UNLESS AND UNTIL IT IS EXCHANGED IN WHOLE OR IN
PART FOR NOTES IN DEFINITIVE FORM, THIS NOTE MAY NOT BE
TRANSFERRED EXCEPT AS A WHOLE BY THE DEPOSITARY TO A NOMINEE OF THE
DEPOSITARY OR BY A NOMINEE OF THE DEPOSITARY TO THE DEPOSITARY OR
ANOTHER NOMINEE OF THE DEPOSITARY OR BY THE DEPOSITARY OR ANY SUCH
NOMINEE TO A SUCCESSOR DEPOSITARY OR A NOMINEE OF SUCH SUCCESSOR
DEPOSITARY. UNLESS THIS CERTIFICATE IS PRESENTED BY AN
AUTHORIZED REPRESENTATIVE OF THE DEPOSITORY TRUST COMPANY (55 WATER
STREET, NEW YORK, NEW YORK) (“DTC”), TO THE ISSUERS OR
THEIR AGENT FOR REGISTRATION OF TRANSFER, EXCHANGE OR PAYMENT, AND
ANY CERTIFICATE ISSUED IS REGISTERED IN THE NAME OF CEDE &
CO. OR SUCH OTHER NAME AS MAY BE REQUESTED BY AN AUTHORIZED
REPRESENTATIVE OF DTC (AND ANY PAYMENT IS MADE TO CEDE &
CO. OR SUCH OTHER ENTITY AS MAY BE REQUESTED BY AN AUTHORIZED
REPRESENTATIVE OF DTC), ANY TRANSFER, PLEDGE OR OTHER USE HEREOF
FOR VALUE OR OTHERWISE BY OR TO ANY PERSON IS WRONGFUL INASMUCH AS
THE REGISTERED OWNER HEREOF, CEDE & CO., HAS AN INTEREST
HEREIN.”
(3)
Regulation S
Temporary Global Note Legend. The Regulation S
Temporary Global Note will bear a Legend in substantially the
following form:
“THE RIGHTS ATTACHING TO THIS REGULATION S
TEMPORARY GLOBAL NOTE, AND THE CONDITIONS AND PROCEDURES GOVERNING
ITS EXCHANGE FOR CERTIFICATED NOTES, ARE AS SPECIFIED IN THE
INDENTURE (AS DEFINED HEREIN).

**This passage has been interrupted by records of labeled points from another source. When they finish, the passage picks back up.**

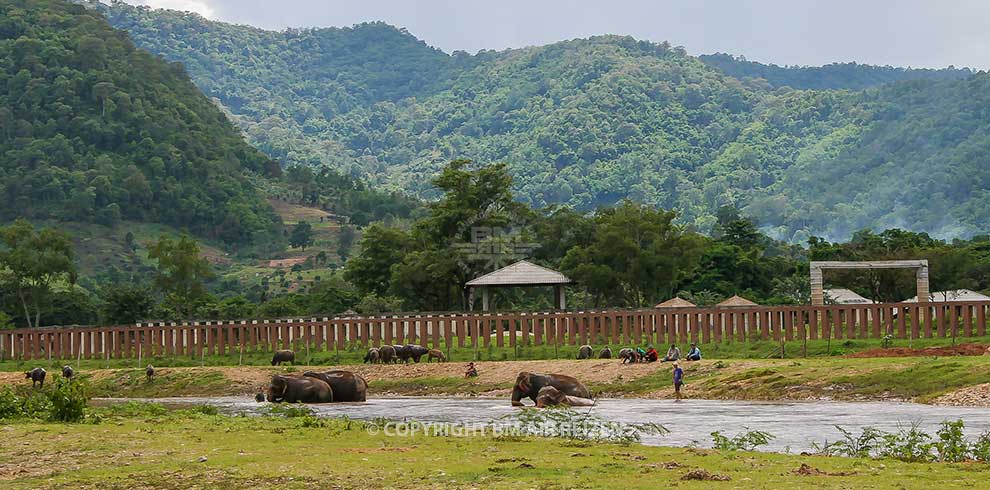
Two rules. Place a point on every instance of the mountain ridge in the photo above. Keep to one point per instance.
(585, 123)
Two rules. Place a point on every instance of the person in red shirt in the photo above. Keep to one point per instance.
(651, 355)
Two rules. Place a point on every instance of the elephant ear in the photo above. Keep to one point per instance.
(523, 383)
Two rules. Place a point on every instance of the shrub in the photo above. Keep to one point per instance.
(67, 401)
(10, 404)
(745, 441)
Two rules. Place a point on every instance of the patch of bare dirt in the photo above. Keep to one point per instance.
(970, 396)
(958, 350)
(806, 470)
(704, 475)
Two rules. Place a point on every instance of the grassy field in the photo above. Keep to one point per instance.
(147, 449)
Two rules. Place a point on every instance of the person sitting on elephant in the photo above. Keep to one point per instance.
(694, 354)
(651, 355)
(550, 397)
(528, 385)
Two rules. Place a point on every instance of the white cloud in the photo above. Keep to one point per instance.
(200, 7)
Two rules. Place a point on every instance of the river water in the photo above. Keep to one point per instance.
(794, 425)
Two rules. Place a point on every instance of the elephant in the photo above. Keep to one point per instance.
(283, 356)
(299, 389)
(413, 351)
(550, 396)
(372, 356)
(436, 354)
(346, 386)
(386, 353)
(37, 377)
(585, 352)
(528, 385)
(628, 355)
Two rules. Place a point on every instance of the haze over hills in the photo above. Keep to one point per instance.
(93, 129)
(591, 122)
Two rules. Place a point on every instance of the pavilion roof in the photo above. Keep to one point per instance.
(737, 301)
(521, 273)
(675, 302)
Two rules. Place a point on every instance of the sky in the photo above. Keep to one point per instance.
(916, 33)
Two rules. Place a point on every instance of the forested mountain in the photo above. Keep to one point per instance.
(594, 121)
(94, 129)
(852, 76)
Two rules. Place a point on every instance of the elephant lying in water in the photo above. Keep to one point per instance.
(550, 397)
(528, 385)
(346, 386)
(294, 389)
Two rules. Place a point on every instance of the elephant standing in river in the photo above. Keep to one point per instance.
(551, 397)
(528, 385)
(346, 386)
(295, 389)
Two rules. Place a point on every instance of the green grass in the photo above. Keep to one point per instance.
(141, 447)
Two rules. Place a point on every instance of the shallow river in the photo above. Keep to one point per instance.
(794, 425)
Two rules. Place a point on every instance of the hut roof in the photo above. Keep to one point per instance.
(954, 295)
(521, 273)
(737, 301)
(675, 303)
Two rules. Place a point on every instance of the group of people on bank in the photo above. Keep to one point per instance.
(650, 354)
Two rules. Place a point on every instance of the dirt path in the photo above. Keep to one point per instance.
(958, 350)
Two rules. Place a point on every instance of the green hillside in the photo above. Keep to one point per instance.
(94, 129)
(853, 76)
(591, 122)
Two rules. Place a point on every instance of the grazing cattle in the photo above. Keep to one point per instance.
(283, 356)
(372, 356)
(37, 377)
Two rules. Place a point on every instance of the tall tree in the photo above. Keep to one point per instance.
(31, 262)
(180, 273)
(301, 236)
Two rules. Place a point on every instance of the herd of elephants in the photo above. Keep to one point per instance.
(346, 386)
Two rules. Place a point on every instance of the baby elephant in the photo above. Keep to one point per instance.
(283, 356)
(37, 377)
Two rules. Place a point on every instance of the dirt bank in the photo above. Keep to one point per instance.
(928, 379)
(958, 350)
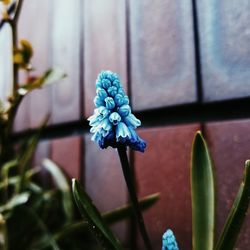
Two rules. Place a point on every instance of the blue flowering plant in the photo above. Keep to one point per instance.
(113, 123)
(169, 241)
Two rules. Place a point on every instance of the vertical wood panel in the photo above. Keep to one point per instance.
(6, 68)
(225, 48)
(66, 55)
(162, 53)
(66, 152)
(34, 25)
(104, 43)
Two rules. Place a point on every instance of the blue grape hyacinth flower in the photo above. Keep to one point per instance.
(169, 241)
(113, 123)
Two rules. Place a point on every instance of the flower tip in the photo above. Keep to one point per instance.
(169, 241)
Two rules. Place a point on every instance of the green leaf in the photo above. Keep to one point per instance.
(62, 183)
(26, 154)
(94, 219)
(16, 200)
(110, 217)
(203, 197)
(237, 214)
(35, 223)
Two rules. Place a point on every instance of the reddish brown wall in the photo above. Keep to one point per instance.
(175, 58)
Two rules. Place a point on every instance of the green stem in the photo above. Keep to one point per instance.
(131, 188)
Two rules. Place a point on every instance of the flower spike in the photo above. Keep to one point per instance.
(112, 123)
(169, 241)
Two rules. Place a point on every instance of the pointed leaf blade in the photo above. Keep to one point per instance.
(202, 190)
(237, 214)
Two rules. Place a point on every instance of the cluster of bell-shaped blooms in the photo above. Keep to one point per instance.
(169, 241)
(112, 123)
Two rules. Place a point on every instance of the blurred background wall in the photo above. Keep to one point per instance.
(185, 65)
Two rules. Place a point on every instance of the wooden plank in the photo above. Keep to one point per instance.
(67, 152)
(34, 25)
(104, 44)
(6, 68)
(162, 53)
(66, 36)
(224, 42)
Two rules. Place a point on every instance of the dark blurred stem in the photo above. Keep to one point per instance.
(131, 188)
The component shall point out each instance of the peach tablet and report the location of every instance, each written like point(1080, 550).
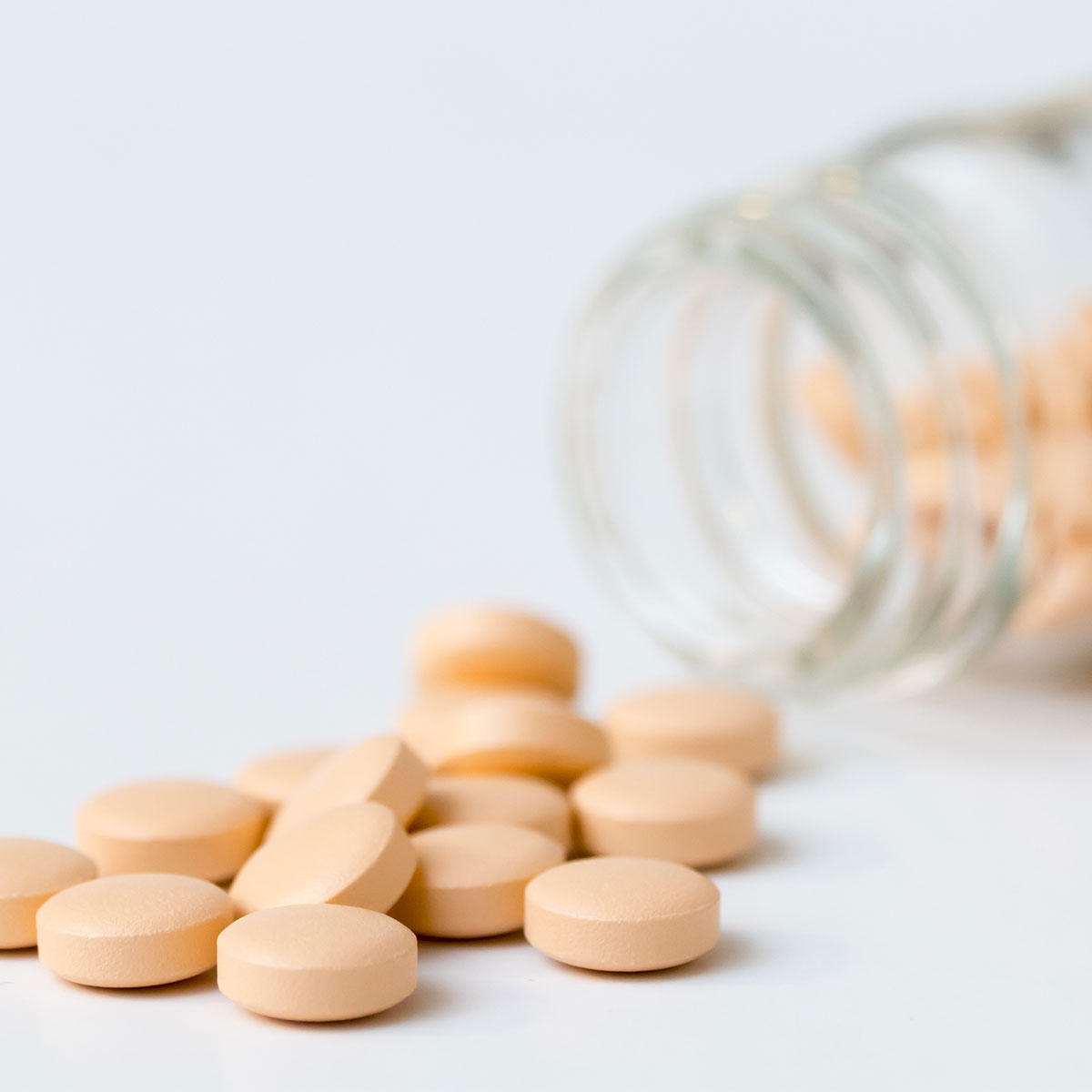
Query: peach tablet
point(729, 726)
point(622, 915)
point(32, 871)
point(682, 809)
point(500, 797)
point(194, 828)
point(140, 929)
point(521, 734)
point(319, 962)
point(470, 878)
point(381, 769)
point(355, 854)
point(476, 645)
point(274, 778)
point(425, 724)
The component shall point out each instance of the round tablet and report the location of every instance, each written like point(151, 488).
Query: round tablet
point(682, 809)
point(32, 871)
point(140, 929)
point(476, 645)
point(381, 769)
point(356, 854)
point(721, 725)
point(500, 797)
point(622, 915)
point(425, 724)
point(318, 962)
point(192, 828)
point(470, 878)
point(521, 734)
point(274, 778)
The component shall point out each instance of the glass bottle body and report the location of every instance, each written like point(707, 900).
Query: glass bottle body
point(839, 432)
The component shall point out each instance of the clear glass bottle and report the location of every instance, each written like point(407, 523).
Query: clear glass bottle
point(838, 432)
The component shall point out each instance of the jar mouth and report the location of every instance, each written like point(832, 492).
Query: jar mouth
point(720, 514)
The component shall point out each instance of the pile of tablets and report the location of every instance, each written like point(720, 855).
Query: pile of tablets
point(309, 882)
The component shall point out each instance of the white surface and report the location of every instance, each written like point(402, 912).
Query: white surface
point(284, 290)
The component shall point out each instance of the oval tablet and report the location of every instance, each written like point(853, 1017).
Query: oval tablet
point(682, 809)
point(521, 734)
point(274, 778)
point(622, 915)
point(500, 797)
point(319, 962)
point(356, 855)
point(487, 645)
point(31, 872)
point(191, 828)
point(470, 878)
point(381, 769)
point(730, 726)
point(139, 929)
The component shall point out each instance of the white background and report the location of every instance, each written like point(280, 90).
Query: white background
point(284, 289)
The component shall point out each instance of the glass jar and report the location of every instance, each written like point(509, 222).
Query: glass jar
point(838, 432)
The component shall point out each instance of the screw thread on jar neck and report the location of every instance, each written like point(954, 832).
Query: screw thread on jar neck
point(746, 414)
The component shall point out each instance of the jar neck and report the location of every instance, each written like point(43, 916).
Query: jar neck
point(743, 410)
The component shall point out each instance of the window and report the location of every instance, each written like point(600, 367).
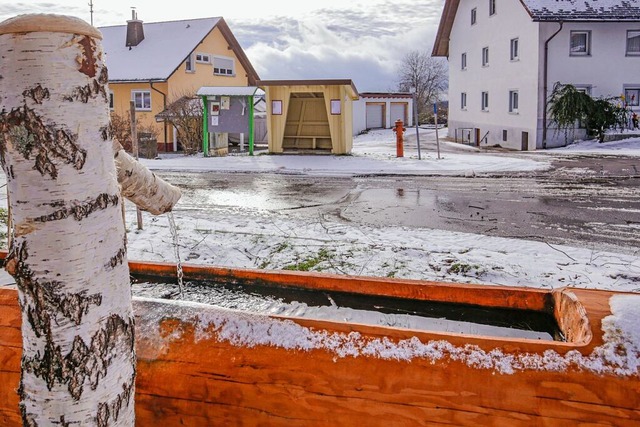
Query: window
point(203, 58)
point(580, 44)
point(583, 88)
point(632, 96)
point(513, 101)
point(189, 66)
point(515, 54)
point(223, 66)
point(142, 99)
point(633, 42)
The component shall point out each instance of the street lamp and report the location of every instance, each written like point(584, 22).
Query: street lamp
point(413, 91)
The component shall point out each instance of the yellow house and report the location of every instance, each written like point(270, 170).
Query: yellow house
point(313, 116)
point(154, 64)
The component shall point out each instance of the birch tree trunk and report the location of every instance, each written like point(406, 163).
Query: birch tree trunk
point(68, 254)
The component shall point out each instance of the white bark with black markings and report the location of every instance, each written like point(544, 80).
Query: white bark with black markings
point(68, 253)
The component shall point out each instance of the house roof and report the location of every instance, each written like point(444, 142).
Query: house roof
point(165, 46)
point(582, 10)
point(548, 10)
point(229, 91)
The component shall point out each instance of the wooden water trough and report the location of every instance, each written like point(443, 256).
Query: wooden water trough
point(201, 365)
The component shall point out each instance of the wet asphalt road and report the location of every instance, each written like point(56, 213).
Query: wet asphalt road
point(585, 201)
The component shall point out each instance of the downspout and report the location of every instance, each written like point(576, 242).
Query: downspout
point(250, 100)
point(545, 86)
point(164, 107)
point(205, 127)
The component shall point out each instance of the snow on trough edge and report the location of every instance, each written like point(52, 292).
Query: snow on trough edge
point(619, 354)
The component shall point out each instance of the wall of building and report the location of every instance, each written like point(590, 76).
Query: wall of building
point(360, 111)
point(182, 82)
point(501, 76)
point(122, 95)
point(605, 71)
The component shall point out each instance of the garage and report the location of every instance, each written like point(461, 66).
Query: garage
point(399, 112)
point(375, 115)
point(309, 116)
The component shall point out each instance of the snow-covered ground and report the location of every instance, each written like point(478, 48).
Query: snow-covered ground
point(259, 240)
point(256, 240)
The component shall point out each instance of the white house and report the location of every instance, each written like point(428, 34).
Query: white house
point(505, 57)
point(377, 110)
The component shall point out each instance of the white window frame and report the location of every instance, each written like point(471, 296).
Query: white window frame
point(144, 98)
point(189, 64)
point(485, 56)
point(587, 48)
point(514, 100)
point(514, 49)
point(583, 88)
point(484, 101)
point(634, 52)
point(203, 58)
point(627, 99)
point(229, 72)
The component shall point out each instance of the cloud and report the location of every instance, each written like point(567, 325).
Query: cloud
point(358, 41)
point(362, 45)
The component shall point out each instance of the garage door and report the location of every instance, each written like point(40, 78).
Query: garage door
point(398, 111)
point(375, 116)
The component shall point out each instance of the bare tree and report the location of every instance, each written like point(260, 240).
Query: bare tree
point(428, 75)
point(186, 115)
point(68, 246)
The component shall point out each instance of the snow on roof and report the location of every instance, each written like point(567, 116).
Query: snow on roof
point(583, 10)
point(229, 91)
point(165, 46)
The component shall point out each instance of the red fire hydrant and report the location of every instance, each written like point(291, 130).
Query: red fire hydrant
point(399, 130)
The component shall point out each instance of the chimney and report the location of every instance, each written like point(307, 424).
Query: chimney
point(135, 32)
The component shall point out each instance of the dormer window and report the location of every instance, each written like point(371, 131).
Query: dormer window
point(189, 65)
point(223, 66)
point(203, 58)
point(580, 43)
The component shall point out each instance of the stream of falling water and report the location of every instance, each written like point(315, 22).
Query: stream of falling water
point(176, 248)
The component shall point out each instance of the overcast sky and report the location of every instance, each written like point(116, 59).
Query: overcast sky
point(364, 41)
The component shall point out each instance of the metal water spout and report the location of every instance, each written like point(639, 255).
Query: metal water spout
point(68, 250)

NEITHER THE HOLDER NOR THE
BENEFICIAL OWNERS OF THIS REGULATION S TEMPORARY GLOBAL NOTE SHALL
BE ENTITLED TO RECEIVE PAYMENT OF INTEREST
HEREON.”
(4)
Tax
Legend . With respect to any
Additional Notes issued with original issue discount for U.S.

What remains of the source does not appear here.